Click Settings in the navbar to manage your account preferences:

Profile — Update your email address and change your password
Tailscale — View connection status and toggle auto-connect for new sandboxes
Sandbox Archive — Set your personal archive retention period (overrides the system default)
VNC — Toggle Chrome profile persistence across sandbox recreations
API Tokens — Create, list, and revoke multiple named API tokens for different devices or applications

Using API tokens: Create tokens for different use cases (laptop, CI/CD, mobile).
Via Web UI: Go to Settings → click "New Token" → give it a name → copy the token
Via CLI: Run sandcastle token create laptop to create a named token
sandcastle token list to view all your tokens
sandcastle token revoke <id> to revoke a specific token

13. Inviting users (admin)

Admins can invite new users via email. Each invite generates a unique, one-time registration link. New users click the link to choose a username and set a password — no pre-created account required.

To send an invite:

Go to Admin → Invites
Click Invite User
Enter the invitee's email address and an optional personal message
Click Send Invite — the invitee will receive an email with a registration link

Invite lifecycle:

Pending — sent but not yet accepted; link is still valid
Accepted — user has registered; link is invalidated
Expired — link expired (default: 7 days) before being accepted

Pending invites can be revoked from the Invites admin panel at any time. Once revoked, the registration link immediately becomes invalid.

14. Custom SSL certificates (advanced)

For internal networks, you can configure alternative hostnames with custom SSL certificates to avoid browser warnings.

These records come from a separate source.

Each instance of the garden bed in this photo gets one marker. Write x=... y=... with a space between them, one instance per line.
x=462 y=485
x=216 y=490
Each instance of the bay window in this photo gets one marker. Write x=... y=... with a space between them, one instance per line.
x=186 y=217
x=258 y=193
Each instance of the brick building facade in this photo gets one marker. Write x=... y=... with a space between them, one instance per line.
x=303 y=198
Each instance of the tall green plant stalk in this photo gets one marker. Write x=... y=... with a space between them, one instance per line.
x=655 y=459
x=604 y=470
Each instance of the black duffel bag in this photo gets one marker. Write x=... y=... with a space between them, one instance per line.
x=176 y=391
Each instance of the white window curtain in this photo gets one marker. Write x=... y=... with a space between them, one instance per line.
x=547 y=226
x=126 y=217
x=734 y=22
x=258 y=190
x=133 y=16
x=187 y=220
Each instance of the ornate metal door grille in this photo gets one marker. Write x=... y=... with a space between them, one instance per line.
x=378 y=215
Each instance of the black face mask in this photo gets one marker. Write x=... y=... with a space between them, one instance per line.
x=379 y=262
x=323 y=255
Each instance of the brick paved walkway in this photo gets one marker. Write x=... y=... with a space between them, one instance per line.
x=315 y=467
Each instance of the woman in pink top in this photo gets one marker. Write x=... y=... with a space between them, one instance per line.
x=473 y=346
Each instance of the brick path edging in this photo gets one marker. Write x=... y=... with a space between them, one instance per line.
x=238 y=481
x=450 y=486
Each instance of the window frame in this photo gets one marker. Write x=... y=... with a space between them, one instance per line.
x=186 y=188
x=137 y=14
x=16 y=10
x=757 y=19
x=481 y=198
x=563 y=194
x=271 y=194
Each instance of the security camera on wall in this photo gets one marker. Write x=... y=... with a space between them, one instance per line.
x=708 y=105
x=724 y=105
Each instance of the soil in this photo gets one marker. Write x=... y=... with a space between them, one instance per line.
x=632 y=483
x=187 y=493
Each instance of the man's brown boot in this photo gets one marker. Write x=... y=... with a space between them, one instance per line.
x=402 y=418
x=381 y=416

Generate certificates with mkcert:

# Install mkcert (macOS example)
brew install mkcert
mkcert -install

# Generate certificate for your domains
mkcert sandcastle.internal sc.local

Configure Sandcastle:

Add these variables to your sandcastle.env before installation:

SANDCASTLE_ALT_HOSTNAMES=sandcastle.internal,sc.local
SANDCASTLE_CUSTOM_CERT_PATH=/path/to/sandcastle.internal+1.pem
SANDCASTLE_CUSTOM_KEY_PATH=/path/to/sandcastle.internal+1-key.pem
SANDCASTLE_TLS_MODE=selfsigned

The installer will copy the certificates to $SANDCASTLE_HOME/data/traefik/certs/ and configure Traefik to serve them for the specified hostnames.

Note: You'll need to add DNS entries (or edit /etc/hosts) to point your alternative hostnames to the Sandcastle server IP.

15. CLI preferences

Persist connection preferences in ~/.sandcastle/config.yaml. Environment variables override the file (useful with mise or direnv).

# Use mosh instead of SSH by default
sandcastle config set connect_protocol mosh

# Disable automatic tmux session attachment
sandcastle config set use_tmux false

# Always mount persistent home directory on create
sandcastle config set mount_home true

# Always mount user data directory on create
sandcastle config set data_path .

# Disable VNC by default
sandcastle config set vnc false

# Disable Docker (DinD) by default
sandcastle config set docker false

# Show effective settings (merged from config file + env vars)
sandcastle config show

Environment variable overrides (highest priority):

SANDCASTLE_CONNECT_PROTOCOL=mosh  # "ssh" (default) | "mosh"
SANDCASTLE_USE_TMUX=false         # "true" (default) | "false"
SANDCASTLE_SSH_EXTRA_ARGS="-v"    # extra flags appended to ssh/mosh
SANDCASTLE_HOME=1                 # mount persistent home on create
SANDCASTLE_DATA=.                 # mount user data dir on create
SANDCASTLE_VNC=false              # disable VNC on create
SANDCASTLE_DOCKER=false           # disable Docker (DinD) on create

Example: per-project override with mise:

# .mise.toml
[env]
SANDCASTLE_CONNECT_PROTOCOL = "mosh"
SANDCASTLE_USE_TMUX = "false"

16. Short aliases

Common commands have 1-2 letter shortcuts:

sandcastle cr        # create (temp sandbox)
sandcastle cr dev    # create dev
sandcastle c dev     # connect dev
sandcastle s dev     # ssh dev
sandcastle x dev -- cmd  # exec
sandcastle ls        # list
sandcastle rm dev    # delete dev
sandcastle mv dev new  # rename dev → new
sandcastle up dev    # start dev
sandcastle dn dev    # stop dev
sandcastle cp f dev:~/ # scp file to sandbox
sandcastle i         # info
sandcastle st        # status
sandcastle snap      # snapshot
sandcastle ts        # tailscale

Run sandcastle --help for the full command reference.